Contoh dari beberapa kesalahan ini bisa ditemui dari tulisan Satya Kresna Adi Pratama di “Berbagi Pengalaman menggunakan Web yang Progresif”, dimana banyak website yang mencoba mengimplementasi push notification dengan cara yang liar tanpa melihat konteks kapan waktu yang tepat bagi pengguna mendapatkan tawaran untuk berlangganan push notification, kapan waktu yang pas untuk mengirimkan pesan notifikasi tersebut kepada pengguna, serta konten seperti apa yang cocok untuk pengguna dapatkan di push notification itu.

Berpikir bahwa PWA hanya soal Service Worker

Salah satu core PWA memang service worker, tapi bila ingin memberikan pengalaman yang progressive untuk pengguna kita maka saya jamin service worker saja tidak akan cukup untuk memberikan perbedaan yang signifikan dari sebelumnya.
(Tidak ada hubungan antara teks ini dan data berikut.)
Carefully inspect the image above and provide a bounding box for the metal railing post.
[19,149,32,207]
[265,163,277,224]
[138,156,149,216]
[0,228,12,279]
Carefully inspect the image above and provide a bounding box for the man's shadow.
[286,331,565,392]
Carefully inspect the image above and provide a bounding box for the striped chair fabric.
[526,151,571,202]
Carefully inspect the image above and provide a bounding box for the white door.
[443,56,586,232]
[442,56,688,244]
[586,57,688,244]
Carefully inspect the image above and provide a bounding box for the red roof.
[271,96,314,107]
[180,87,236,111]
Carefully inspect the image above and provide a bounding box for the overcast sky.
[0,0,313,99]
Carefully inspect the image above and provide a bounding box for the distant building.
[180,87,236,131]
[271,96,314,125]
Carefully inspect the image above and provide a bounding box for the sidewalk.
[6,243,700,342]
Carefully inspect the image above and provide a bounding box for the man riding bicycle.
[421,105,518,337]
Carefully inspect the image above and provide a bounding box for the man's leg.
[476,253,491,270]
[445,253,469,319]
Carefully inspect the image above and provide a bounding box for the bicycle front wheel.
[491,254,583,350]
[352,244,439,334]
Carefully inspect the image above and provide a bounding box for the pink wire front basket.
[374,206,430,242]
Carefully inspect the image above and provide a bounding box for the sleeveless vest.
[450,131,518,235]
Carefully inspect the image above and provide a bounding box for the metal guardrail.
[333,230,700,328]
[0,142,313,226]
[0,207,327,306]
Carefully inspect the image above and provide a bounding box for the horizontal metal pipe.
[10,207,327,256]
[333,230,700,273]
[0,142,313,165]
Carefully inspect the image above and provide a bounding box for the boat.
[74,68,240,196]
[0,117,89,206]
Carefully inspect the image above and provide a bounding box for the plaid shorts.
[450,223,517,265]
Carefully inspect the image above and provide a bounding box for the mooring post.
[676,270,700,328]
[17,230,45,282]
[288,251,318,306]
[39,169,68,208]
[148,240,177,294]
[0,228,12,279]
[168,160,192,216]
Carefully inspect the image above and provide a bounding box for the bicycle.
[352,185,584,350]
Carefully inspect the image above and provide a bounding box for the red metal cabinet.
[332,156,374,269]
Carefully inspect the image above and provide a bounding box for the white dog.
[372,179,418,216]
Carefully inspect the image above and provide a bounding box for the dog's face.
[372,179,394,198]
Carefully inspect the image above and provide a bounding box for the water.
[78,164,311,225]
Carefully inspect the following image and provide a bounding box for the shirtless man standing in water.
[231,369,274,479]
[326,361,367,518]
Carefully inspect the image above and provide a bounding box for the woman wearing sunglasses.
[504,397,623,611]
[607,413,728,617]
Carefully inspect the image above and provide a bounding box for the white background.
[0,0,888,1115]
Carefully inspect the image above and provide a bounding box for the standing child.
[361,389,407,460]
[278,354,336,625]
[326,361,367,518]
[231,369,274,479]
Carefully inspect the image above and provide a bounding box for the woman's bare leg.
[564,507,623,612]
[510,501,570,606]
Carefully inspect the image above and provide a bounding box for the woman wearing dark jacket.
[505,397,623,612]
PWA akan lebih optimal bila didukung dengan berbagai hal seperti diantaranya UX/UI yang mudah dan bersahabat, performa website yang baik (baca: “Berbagai best practice dalam memuat halaman website”), mendukung accessibility yang baik, kemampuan diakses offline, caching yang tepat, beradaptasi sesuai kondisi jaringan (baca: “Web Pintar Yang Beradaptasi Sesuai Perangkat dan Jaringan”) dan banyak hal lainnya yang mendukung.

Berpikir bahwa PWA merupakan one hit and run task

PWA seringkali dikerjakan oleh para developer (termasuk saya) dengan one-hit and run task, yang artinya dikerjakan dalam satu waktu kemudian di ship ke production dan pekerjaan selesai, tanpa pernah dilihat lagi dan dikaji ulang setelahnya.

PWA sebenarnya membutuhkan perhatian lebih, setelah mengirimkan PWA ke production sebaiknya kita juga memantau data yang bisa kita dapatkan seperti seberapa banyak pengguna yang terbantu dengan fitur PWA kita, berapa pengguna yang melakukan A2HS di device mereka, seberapa besar cache yang dilakukan service worker memakan memori pengguna, seberapa membantu cache yang dilakukan service worker dan hal lainnya.

Setelah memantau berbagai data kita bisa memperbaiki PWA kita agar lebih sesuai dengan kondisi pengguna kita. Intinya membangun PWA adalah proses yang harus dilakukan secara berulang dari analyze, build, ship, measure, fix, ship again, and repeat again.

Kita sebagai developer seringkali terjebak dengan banyak hal teknis dan lupa bahwa ada banyak hal yang mesti diperhatikan ketika membuat sebuah fitur untuk pengguna. Mari sama-sama belajar memahami pengguna kita dan let’s be a better developer!!!